Noticing the shyness of Stride, Crook, and Kelly, Nur went to them and soon jollied them up. He was at ease with the high and the low, the educated and the uneducated, the rich and the poor, and he adjusted quickly to any company, though he always kept his dignity. After a while, Aphra Behn and Frigate joined them, and Nur drifted off, ending up with Gull. Curious, Burton invited himself into the conversation.
Gull was telling the Moor about the man who had converted him, Lorenzo Dow. Dow had been born in Coventry, Tolland County, Connecticut, in 1777. A highly imaginative and impressionable youngster, he had become devout beyond his years when he had seen an angel. Or claimed to have done so. As a young adult, he became a traveling preacher loosely connected to the Methodist Church. Of all the wandering ministers of the early American frontier, he had been the most traveled and best known. He was famous from Maine to South Carolina and from New York to the wildernesses of the Mississippi River. Wherever there were even a few people, he traveled by boat, by coach, by horse, or on foot, and he preached his eccentric rambling sermons.
When he was raised from the dead on the Riverworld, he had been surprised but not shocked. "I was wrong in some things," he told his converts. "But mainly right."

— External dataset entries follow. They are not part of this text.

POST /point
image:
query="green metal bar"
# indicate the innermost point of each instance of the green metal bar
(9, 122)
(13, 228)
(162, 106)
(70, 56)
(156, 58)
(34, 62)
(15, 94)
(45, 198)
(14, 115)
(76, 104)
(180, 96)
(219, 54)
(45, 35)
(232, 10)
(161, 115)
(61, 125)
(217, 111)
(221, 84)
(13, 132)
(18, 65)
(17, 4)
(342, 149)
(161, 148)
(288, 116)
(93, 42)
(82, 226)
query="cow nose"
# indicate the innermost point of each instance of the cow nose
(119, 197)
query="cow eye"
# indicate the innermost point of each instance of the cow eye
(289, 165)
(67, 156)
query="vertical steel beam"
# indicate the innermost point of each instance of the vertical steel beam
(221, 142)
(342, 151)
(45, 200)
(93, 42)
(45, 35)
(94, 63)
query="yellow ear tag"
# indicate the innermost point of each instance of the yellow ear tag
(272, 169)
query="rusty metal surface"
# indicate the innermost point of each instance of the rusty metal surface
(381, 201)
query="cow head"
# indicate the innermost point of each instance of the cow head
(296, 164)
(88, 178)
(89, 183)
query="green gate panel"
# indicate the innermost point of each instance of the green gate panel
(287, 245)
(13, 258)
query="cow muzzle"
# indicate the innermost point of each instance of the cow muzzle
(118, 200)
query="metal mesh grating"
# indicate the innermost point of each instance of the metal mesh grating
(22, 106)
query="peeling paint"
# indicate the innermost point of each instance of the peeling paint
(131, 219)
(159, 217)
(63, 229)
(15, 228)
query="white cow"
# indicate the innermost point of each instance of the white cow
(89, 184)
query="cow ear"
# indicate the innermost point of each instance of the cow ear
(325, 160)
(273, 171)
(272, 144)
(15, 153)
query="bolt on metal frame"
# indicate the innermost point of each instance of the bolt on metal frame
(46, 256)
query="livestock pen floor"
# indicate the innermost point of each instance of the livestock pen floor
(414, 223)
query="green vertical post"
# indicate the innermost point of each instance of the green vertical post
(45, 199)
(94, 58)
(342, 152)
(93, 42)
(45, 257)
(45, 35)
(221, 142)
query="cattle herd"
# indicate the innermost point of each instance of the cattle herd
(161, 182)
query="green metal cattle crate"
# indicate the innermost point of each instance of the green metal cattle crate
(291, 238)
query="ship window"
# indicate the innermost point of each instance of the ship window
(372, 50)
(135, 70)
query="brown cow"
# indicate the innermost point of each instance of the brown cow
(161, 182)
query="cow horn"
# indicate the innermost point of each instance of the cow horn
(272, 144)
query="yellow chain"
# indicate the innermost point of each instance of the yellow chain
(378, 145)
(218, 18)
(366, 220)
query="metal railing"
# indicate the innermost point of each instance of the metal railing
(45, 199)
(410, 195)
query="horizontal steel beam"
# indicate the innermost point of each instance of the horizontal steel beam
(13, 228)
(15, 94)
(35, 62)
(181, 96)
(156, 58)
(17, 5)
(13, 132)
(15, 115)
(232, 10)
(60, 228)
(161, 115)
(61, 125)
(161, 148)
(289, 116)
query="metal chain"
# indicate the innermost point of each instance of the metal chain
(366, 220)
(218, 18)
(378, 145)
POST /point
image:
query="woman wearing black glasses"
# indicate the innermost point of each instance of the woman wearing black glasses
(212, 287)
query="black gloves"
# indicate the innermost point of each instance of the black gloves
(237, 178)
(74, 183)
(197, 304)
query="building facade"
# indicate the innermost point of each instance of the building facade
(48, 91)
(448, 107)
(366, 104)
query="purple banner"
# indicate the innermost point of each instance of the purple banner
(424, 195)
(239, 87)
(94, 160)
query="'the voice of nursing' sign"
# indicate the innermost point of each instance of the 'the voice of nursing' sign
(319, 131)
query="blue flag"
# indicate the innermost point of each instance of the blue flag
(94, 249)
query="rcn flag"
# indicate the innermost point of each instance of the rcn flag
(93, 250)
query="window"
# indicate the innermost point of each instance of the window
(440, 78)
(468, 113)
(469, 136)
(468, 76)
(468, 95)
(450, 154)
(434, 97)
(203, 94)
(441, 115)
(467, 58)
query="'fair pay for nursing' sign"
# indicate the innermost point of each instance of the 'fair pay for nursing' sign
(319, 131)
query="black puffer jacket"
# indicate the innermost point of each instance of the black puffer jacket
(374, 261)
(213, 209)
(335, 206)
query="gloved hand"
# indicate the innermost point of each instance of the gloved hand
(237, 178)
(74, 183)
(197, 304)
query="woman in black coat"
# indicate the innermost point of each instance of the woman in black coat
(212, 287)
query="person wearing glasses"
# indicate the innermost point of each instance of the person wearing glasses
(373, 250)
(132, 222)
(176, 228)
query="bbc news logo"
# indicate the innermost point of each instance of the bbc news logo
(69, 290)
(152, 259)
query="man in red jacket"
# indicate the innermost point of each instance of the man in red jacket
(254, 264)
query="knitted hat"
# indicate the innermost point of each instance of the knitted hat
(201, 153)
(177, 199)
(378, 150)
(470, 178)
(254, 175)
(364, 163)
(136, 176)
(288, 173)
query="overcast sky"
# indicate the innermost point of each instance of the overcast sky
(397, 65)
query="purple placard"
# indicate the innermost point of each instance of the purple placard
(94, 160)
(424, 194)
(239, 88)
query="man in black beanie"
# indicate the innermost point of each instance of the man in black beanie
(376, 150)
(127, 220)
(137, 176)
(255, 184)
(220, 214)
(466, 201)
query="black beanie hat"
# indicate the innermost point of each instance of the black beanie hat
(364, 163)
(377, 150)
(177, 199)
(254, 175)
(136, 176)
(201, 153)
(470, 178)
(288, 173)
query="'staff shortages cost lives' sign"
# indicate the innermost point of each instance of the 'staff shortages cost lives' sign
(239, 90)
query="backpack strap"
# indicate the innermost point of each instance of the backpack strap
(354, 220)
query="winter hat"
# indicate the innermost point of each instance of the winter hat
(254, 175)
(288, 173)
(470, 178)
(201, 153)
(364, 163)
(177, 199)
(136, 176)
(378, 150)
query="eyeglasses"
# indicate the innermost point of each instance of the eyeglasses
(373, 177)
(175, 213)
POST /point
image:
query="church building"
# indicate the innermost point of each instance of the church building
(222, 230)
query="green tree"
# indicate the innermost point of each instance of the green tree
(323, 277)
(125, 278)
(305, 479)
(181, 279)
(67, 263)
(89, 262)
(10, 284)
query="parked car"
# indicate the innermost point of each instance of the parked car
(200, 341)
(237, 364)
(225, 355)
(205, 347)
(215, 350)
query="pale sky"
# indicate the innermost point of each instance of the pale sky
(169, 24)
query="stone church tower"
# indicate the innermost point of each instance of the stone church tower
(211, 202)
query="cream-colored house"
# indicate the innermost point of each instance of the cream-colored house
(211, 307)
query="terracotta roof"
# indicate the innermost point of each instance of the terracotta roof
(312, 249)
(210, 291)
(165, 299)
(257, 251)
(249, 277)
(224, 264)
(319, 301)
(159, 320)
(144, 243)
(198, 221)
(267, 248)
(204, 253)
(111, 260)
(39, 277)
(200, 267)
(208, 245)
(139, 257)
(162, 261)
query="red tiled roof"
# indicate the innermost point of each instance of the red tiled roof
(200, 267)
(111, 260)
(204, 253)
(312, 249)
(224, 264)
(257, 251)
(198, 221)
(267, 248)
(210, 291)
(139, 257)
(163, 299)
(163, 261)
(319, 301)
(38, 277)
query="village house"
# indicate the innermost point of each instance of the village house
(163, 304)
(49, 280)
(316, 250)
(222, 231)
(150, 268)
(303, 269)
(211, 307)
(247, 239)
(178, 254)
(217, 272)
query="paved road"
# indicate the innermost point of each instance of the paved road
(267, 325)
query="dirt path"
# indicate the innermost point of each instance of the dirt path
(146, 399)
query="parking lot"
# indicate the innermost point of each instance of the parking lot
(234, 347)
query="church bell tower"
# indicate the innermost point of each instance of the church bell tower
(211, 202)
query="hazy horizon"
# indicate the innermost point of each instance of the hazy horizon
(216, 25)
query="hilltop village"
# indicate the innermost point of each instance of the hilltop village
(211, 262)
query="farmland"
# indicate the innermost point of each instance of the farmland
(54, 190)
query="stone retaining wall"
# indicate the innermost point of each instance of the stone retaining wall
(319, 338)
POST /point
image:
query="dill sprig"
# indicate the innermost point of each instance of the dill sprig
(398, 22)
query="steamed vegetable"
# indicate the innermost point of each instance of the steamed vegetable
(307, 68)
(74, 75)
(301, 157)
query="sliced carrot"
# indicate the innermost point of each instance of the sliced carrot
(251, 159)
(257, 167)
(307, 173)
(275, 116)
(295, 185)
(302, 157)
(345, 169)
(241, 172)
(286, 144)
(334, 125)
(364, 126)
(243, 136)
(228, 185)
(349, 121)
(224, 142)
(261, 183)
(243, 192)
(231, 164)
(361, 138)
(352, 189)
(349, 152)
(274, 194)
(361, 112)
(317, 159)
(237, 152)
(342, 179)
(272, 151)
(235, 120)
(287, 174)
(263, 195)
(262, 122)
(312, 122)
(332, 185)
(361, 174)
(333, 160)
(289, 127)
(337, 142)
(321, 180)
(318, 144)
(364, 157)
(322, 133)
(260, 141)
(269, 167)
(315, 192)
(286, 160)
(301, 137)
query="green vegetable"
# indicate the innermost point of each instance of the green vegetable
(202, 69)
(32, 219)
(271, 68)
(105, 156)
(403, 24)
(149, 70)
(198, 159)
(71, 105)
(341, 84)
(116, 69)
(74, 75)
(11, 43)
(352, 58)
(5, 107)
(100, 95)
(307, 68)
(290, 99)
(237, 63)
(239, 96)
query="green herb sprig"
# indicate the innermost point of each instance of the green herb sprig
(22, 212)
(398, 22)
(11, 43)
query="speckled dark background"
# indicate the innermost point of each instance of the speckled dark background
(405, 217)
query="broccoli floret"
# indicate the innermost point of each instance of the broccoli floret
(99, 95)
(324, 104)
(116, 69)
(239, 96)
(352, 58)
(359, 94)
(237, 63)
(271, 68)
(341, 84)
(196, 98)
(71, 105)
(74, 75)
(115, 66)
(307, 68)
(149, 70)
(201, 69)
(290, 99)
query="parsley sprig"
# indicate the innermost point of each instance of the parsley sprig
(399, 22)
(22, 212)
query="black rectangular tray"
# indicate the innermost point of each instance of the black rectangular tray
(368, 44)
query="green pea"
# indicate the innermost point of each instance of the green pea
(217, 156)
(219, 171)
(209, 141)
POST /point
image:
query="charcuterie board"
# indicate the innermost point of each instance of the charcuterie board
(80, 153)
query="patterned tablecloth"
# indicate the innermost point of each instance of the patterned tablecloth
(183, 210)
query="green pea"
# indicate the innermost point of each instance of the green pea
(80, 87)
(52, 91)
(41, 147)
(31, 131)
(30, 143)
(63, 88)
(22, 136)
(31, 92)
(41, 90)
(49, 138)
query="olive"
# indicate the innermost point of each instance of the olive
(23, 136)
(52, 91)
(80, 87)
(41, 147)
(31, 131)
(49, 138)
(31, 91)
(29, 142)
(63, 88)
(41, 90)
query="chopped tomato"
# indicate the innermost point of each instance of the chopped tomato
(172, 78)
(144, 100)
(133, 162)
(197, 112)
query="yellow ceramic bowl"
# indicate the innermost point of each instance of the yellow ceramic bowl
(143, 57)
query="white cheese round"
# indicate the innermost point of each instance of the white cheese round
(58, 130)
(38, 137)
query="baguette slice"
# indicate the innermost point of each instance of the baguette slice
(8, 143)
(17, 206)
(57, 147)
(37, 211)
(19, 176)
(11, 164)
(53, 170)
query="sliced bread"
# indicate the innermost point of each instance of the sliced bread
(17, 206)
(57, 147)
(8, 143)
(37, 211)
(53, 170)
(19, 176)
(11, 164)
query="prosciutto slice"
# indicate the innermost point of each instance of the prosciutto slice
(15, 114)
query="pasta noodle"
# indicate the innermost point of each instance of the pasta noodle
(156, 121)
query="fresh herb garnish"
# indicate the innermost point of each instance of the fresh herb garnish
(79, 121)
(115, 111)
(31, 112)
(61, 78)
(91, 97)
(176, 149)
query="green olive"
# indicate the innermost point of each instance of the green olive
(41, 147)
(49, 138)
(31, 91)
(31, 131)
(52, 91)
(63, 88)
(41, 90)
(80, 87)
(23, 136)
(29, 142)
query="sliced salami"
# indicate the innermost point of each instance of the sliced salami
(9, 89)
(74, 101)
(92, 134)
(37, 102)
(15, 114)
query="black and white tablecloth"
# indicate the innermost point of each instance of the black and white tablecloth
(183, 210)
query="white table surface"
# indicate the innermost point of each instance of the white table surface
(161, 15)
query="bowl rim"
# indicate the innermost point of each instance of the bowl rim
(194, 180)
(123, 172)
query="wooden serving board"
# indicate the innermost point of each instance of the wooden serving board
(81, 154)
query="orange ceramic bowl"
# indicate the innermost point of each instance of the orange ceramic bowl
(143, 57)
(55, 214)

He was convinced that the angel he had seen as a child was one of those who had made this Riverworld as a stage through which the worthy must pass to get to a better world. He believed, like the Second Chancers, that all must strive to better themselves morally and spiritually. Unlike the Chancers, he did not believe that the ultimate goal was absorption in the Godhead. No, this River was only a sort of purgatory in which God and his angels had given everybody another chance. But those who attained the rich change of spirit demanded here would go on to another world in which they would be physically resurrected again. However, those who failed would die here and become dust forever.
"I have met your angels," Burton said, "and they are only men and women. In fact, except for one, they were born on Earth and died there when they were children. The exception was Monat, an extra-Terrestrial, a nonhuman, who was in charge of this project. Does this tower look as if it had been built by angels?"
"It certainly does," Gull said. "This Loga you speak of, he ... he must be a fallen angel."
"You're crazy, man," Burton said, and he walked away.
"That man," Star Spoon said, "will resurrect others of his faith, and we won't be able to go into the halls without bumping into them. His kind won't leave you alone."